Note that at this reconvene stage, it’s useful for the facilitator (or assistant) to document the outputs and create takeaway solutions your learners can later refer to.
Cohorts are the virtual equivalent of groups of learners working together on an extended program. In other words, typically small communities of between 8 and 24 learners who share their experience while they apply their learning. Narrative and storytelling become important in these groups, so building trust is imperative.
Smaller ‘action learning groups’, typically consisting of up to around eight individuals, can be set a task to work on together over time, as before reporting back. Close collaboration on projects drives learner-learner support as well as developing understanding.
5. One-to-One Engagements
These sorts of engagements may have typically involved (in a face-to-face context) a learner reporting back and discussing their learning progress with a line manager, in the course of usual work-related discussion, coaching or mentoring.
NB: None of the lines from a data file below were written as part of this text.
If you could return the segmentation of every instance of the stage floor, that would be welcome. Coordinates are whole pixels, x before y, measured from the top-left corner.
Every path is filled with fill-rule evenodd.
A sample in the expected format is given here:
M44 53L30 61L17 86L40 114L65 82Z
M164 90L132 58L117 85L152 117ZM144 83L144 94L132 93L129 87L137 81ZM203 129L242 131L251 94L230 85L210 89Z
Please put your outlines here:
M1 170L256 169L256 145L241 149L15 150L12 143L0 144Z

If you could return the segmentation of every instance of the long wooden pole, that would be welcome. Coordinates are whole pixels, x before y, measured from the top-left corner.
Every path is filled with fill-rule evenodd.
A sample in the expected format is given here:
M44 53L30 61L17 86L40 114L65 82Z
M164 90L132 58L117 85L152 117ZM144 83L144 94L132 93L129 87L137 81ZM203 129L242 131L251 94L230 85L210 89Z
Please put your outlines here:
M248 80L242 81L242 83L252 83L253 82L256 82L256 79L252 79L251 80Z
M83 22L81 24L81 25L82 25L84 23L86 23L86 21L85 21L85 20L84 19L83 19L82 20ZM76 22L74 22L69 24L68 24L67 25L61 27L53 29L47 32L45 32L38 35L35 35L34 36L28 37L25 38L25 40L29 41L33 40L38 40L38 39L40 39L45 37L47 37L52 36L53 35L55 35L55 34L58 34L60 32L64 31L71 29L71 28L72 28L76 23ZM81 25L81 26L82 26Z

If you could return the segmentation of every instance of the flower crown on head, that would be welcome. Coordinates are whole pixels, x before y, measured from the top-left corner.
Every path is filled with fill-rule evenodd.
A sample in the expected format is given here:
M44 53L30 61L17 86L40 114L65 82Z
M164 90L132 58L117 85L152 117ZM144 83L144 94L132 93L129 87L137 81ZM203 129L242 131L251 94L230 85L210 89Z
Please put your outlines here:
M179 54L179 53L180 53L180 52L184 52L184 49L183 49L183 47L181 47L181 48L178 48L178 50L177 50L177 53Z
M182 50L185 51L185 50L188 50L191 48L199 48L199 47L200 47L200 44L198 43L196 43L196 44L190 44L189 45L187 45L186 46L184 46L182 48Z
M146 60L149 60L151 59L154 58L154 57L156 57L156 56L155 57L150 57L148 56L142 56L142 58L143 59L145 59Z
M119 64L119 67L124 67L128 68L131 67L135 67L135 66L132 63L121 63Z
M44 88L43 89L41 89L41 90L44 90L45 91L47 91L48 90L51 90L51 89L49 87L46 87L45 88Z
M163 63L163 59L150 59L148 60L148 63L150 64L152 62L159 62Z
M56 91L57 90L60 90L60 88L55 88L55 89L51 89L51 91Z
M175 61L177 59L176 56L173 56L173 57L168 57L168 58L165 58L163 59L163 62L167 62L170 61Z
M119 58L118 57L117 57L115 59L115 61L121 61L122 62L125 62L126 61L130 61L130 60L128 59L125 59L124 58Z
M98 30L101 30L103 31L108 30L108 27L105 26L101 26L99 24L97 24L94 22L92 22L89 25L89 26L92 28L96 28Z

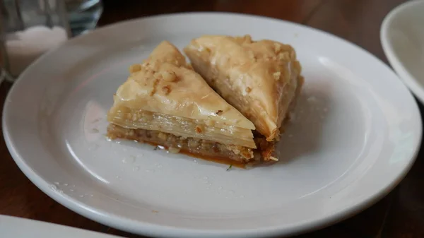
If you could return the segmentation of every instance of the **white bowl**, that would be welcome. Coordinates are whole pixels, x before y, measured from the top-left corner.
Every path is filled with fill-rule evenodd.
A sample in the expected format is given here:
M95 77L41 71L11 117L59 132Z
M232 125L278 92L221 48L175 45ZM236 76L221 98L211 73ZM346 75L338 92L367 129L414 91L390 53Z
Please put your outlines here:
M393 9L383 20L380 38L394 71L424 102L424 1Z

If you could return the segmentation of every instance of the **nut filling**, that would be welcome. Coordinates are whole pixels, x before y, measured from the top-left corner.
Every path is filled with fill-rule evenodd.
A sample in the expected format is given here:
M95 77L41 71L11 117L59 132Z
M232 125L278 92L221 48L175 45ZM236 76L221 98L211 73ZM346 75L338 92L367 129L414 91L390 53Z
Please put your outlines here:
M145 142L167 148L178 148L179 152L213 160L228 160L240 163L253 162L253 149L235 145L184 138L158 131L129 129L110 124L107 128L107 136L110 139L124 138Z

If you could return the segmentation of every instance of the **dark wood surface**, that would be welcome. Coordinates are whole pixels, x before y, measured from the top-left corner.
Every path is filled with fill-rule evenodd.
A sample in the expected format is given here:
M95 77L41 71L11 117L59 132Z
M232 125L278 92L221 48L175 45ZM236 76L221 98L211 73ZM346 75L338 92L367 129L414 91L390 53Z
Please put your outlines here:
M184 11L230 11L299 23L353 42L387 62L379 43L384 16L404 0L104 1L99 25L143 16ZM311 40L314 40L311 39ZM0 87L0 101L11 85ZM2 107L2 106L1 106ZM421 112L423 112L420 106ZM28 218L127 237L140 237L85 218L54 201L19 170L0 141L0 214ZM382 201L361 213L298 238L424 237L424 154L406 179ZM0 231L1 237L1 231Z

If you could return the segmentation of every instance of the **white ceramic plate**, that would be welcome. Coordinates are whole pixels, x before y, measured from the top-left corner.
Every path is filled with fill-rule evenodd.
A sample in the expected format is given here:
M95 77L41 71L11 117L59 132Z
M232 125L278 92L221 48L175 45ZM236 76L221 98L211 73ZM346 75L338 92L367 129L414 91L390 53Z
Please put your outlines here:
M424 1L410 1L384 18L380 39L389 62L424 102Z
M0 215L0 234L1 238L118 238L64 225L2 215Z
M304 68L295 119L272 167L232 169L105 138L112 95L160 41L251 34L293 44ZM172 237L288 235L371 205L413 164L417 105L389 67L331 35L281 20L186 13L110 25L25 71L7 97L7 145L45 193L99 222Z

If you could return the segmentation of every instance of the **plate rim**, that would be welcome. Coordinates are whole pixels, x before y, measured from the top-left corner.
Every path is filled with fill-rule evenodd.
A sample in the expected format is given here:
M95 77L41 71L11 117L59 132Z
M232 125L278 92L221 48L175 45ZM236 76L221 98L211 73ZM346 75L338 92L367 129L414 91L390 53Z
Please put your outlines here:
M358 46L353 42L351 42L343 38L338 37L332 33L325 32L324 30L314 28L312 27L302 25L300 23L290 22L285 20L281 20L278 18L263 16L255 16L252 14L247 14L247 13L226 13L226 12L199 12L199 11L192 11L192 12L184 12L184 13L165 13L165 14L160 14L155 16L150 16L146 17L137 18L134 19L129 19L124 21L120 21L117 23L114 23L112 24L107 25L100 28L97 28L96 30L88 32L88 34L85 34L83 35L80 35L78 37L70 39L68 40L69 42L72 42L76 40L76 39L81 39L84 37L86 35L89 34L93 34L93 32L98 32L100 30L105 30L108 28L117 28L119 25L128 24L132 22L137 22L140 20L148 20L163 17L174 17L178 16L194 16L197 15L199 16L235 16L235 17L247 17L247 18L260 18L265 19L267 20L272 20L279 23L284 23L285 24L290 25L293 27L295 28L306 28L308 30L312 30L314 32L318 32L322 34L326 35L326 37L335 38L339 41L343 42L344 44L348 44L356 49L363 52L363 53L367 54L371 58L373 58L374 60L376 60L377 62L379 62L382 66L386 67L387 70L391 71L395 76L396 73L386 64L384 61L382 61L380 59L371 54L367 50L365 49L360 46ZM412 107L415 108L416 110L417 114L418 117L417 118L418 121L421 122L419 124L419 129L418 129L418 138L416 141L416 145L413 148L413 153L409 161L406 165L405 167L401 169L401 172L397 174L397 176L394 177L394 180L388 183L385 187L382 188L378 192L371 194L371 196L367 196L367 198L363 199L362 201L357 202L355 205L352 205L350 207L347 207L344 209L341 209L340 211L335 214L329 215L326 217L321 218L320 219L317 219L314 220L307 220L306 222L304 222L301 225L298 225L297 226L292 226L290 227L284 227L281 226L276 226L276 227L266 227L264 228L259 229L242 229L242 230L199 230L199 229L187 229L187 228L179 228L176 227L171 226L165 226L165 225L160 225L153 223L149 223L148 222L143 222L143 221L135 221L131 220L125 217L120 217L117 215L113 215L110 213L106 210L101 210L96 208L93 208L90 206L86 206L83 203L80 202L78 201L75 200L73 198L69 196L59 196L57 193L54 192L53 190L49 189L49 185L46 181L42 179L41 177L33 171L31 167L30 167L25 162L23 157L20 156L20 155L17 152L16 146L11 142L11 135L9 129L6 126L8 121L5 119L6 117L4 115L7 113L7 111L9 109L8 107L8 97L12 95L17 88L17 85L22 83L23 76L24 76L26 71L28 71L29 69L35 68L37 64L37 63L44 60L45 57L48 57L48 56L52 54L52 52L57 50L59 48L60 46L55 47L49 52L45 54L43 56L37 59L33 64L32 64L24 72L19 76L19 78L16 80L14 84L12 85L9 91L8 92L4 109L3 109L3 118L2 118L2 126L3 126L3 134L5 138L5 142L6 146L13 159L15 162L18 165L20 169L25 174L25 175L35 185L37 186L45 194L47 194L49 197L53 198L56 202L63 205L66 207L69 210L76 212L86 218L88 218L90 220L96 221L99 223L103 224L105 225L107 225L110 227L115 227L117 229L121 230L125 230L129 232L133 232L134 234L139 234L143 235L153 236L153 237L175 237L176 236L183 236L186 237L216 237L225 236L228 237L257 237L258 236L261 237L275 237L278 235L288 236L288 235L294 235L305 233L307 232L315 230L319 228L325 227L333 225L334 223L339 222L343 220L346 220L348 218L351 218L355 214L361 212L362 210L366 209L370 206L375 204L378 201L382 199L384 196L385 196L389 192L390 192L395 186L396 186L404 178L408 172L411 169L411 167L413 165L416 158L418 155L418 152L420 148L420 143L423 137L423 126L422 126L422 117L420 113L418 106L417 102L413 99L413 97L411 94L411 92L408 90L408 88L403 84L401 84L406 90L406 93L408 93L411 96L411 102L414 104ZM399 77L398 77L399 78ZM402 89L400 89L402 90ZM92 211L90 211L91 210ZM95 213L93 212L95 211ZM96 214L97 213L97 214Z
M421 4L424 4L424 1L422 0L406 1L398 5L390 11L383 19L380 27L380 42L382 44L382 47L383 48L383 52L387 58L387 61L394 70L395 73L407 86L408 90L412 91L413 95L415 95L422 103L424 103L424 87L420 85L418 82L418 81L409 73L409 71L406 69L406 67L405 67L404 64L397 57L393 47L393 44L391 44L391 40L389 37L389 25L392 23L393 20L396 16L404 9Z

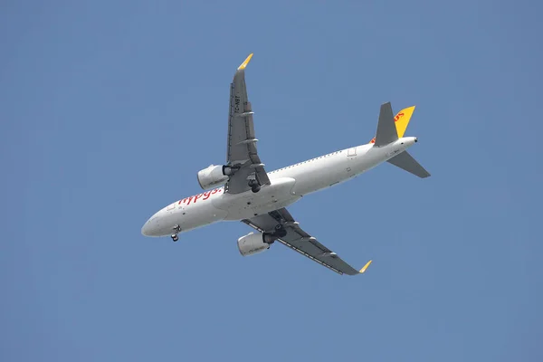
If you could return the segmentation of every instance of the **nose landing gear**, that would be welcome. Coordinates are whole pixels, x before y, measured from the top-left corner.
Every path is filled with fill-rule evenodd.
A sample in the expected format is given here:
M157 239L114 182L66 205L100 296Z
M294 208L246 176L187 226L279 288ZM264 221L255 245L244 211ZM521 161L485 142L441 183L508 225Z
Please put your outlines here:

When applying this in a purely virtual context, it’s important to purposefully build in social moments—the equivalent of ‘water cooler’ chats, but pre-booked and arranged. This can be particularly relevant when first transitioning to digital, as you can gauge and discuss how the individual is adapting to the virtual format, as well as the content of the learning itself.
6. Communities of Practice
Community of practice is a term generally used for an open, shared, social space—‘owned and managed’ by the learners—where they can share stories, ask questions, seek input, and get feedback and support from peers. This is a crucial step when embedding social learning into the wider context of the individual’s learning journey. However, it takes time and effort to set up in a sustained way. Our work with E3G shows the steps we took to create a strategy to implement a global community of practice for the ‘Green Banking’ sector.
A crucial step to delivering a live, growing, community is the development of a cohesive roadmap and communication strategy that will ensure engagement tasks are ‘scaffolded’ for new learners and participants. Carefully drawing an audience into the environment, step-by-step, perhaps using nudges and success stories, is key to building a successful space that people will return to, time after time. A good strategy will follow many of the key principles set out in our learning campaigns and communication strategies page.
A Final Word on Virtual Learning Experiences
These are just some of the key formats that will allow you to embed social learning in a meaningful way into a purely virtual learning experience. We learn fastest when dropped in at the deep end, and during our currently enforced virtual-working life, we’re adapting quickly to deliver using purely digital formats.
So while we’re all learning, it’s important to look at what others are doing. And there’s no better way to do this than to attend virtual learning events yourself. You’ll soon gain inspiration, and work out what’s effective, what isn’t, and what could work for your organization and your learners.